Why are naturals < modulus equal if congruent? [uniqueness of remainder]
Solution 1:
It is not enough that $a,b$ are nonnegative, it is also necessary that $a,b$ are less than $n$. With both of these conditions, then $a\equiv b$ implies that $a=b$. The reason is that $a\equiv b$ means that $a-b$ is an integer multiple of $n$. However, this integer multiple cannot be $n$ or greater (else $a\ge b+n$, impossible), nor $-n$ or smaller (else $a+n\le b$, also impossible). Hence the only integer multiple of $n$ available is $0n$.
Solution 2:
The key trick here is the interplay between magnitude and divisibility — every nonzero multiple of $n$ must have a magnitude at least as large as $n$.
Symbolically, if $k \neq 0$, then $|kn| \geq |n|$.
Since integers in the same congruence class are separated by multiples of $n$, this puts a limit on how close they can be. We have
If $a \equiv b \bmod n$ and $a \neq b$, then $|a-b| \geq |n|$
The premise of the problem constrains both $a$ and $b$ to a narrow interval: they are both contained in the set $\{ 0, 1, \ldots, n-1 \}$. The largest possible difference between any two elements of this set has magnitude $n-1$. That is, for any two elements $x,y$ of this set, we have $|x-y| \leq n-1$.
So by the previous observation, the fact that $a \equiv b \bmod n$ implies that one of the following is true:
- $a = b$
- $|a-b| \geq n$
and we can rule out the second possibility because $|a-b| \leq n-1$.
Solution 3:
Hint: their $\rm\color{#c00}{difference}$ is a a natural smaller than $\,n\,$ and divisible by $\,n\,$ so it must be $\,0,\,$ i.e.

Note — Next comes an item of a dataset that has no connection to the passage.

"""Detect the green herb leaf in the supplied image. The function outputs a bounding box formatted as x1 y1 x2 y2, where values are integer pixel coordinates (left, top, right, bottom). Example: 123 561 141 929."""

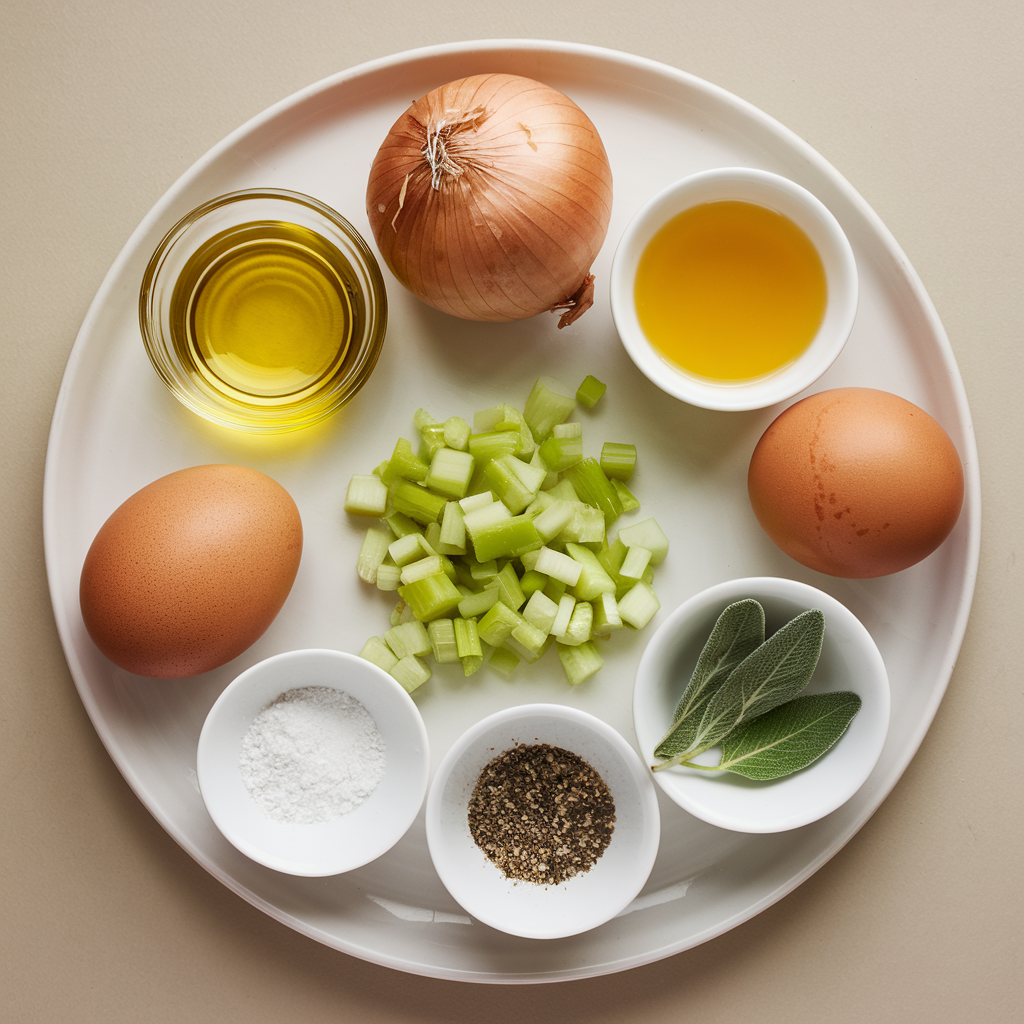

w.l.o.g. $\ 0 \le b\le a < n\,\overset{\rm subtract\ b}\Longrightarrow\, 0\le \color{#c00}{a\!-\!b <} n\!-\!b\le\color{#0a0} n \ $ so $\ \color{#0a0}n\mid \color{#c00}{a\!-\!b}\iff a\!-\!b = 0$
Remark $ $ This shows the uniqueness part of the fact that $\,0,1,2,\ldots,n\!-\!1\,$ form a complete system of representatives for equivalence classes of $\,\Bbb Z_n = $ integers $\!\bmod n,\,$ or, equivalently, the uniqueness of the remainder in the (standard) division algorithm. The same proof works for any sequence of $n$ consecutive integers since - as above - any two elements differ by less than the extreme elements, so less than $n,\,$ so their difference is divisible by $n$ only if they are equal. An example of an alternative sequence of remainders is those having least magnitude, e.g. $\,0,\pm1, \pm2\pmod{\!5}$. The argument easily generalizes to any arithmetic progression whose step-size is coprime to the modulus.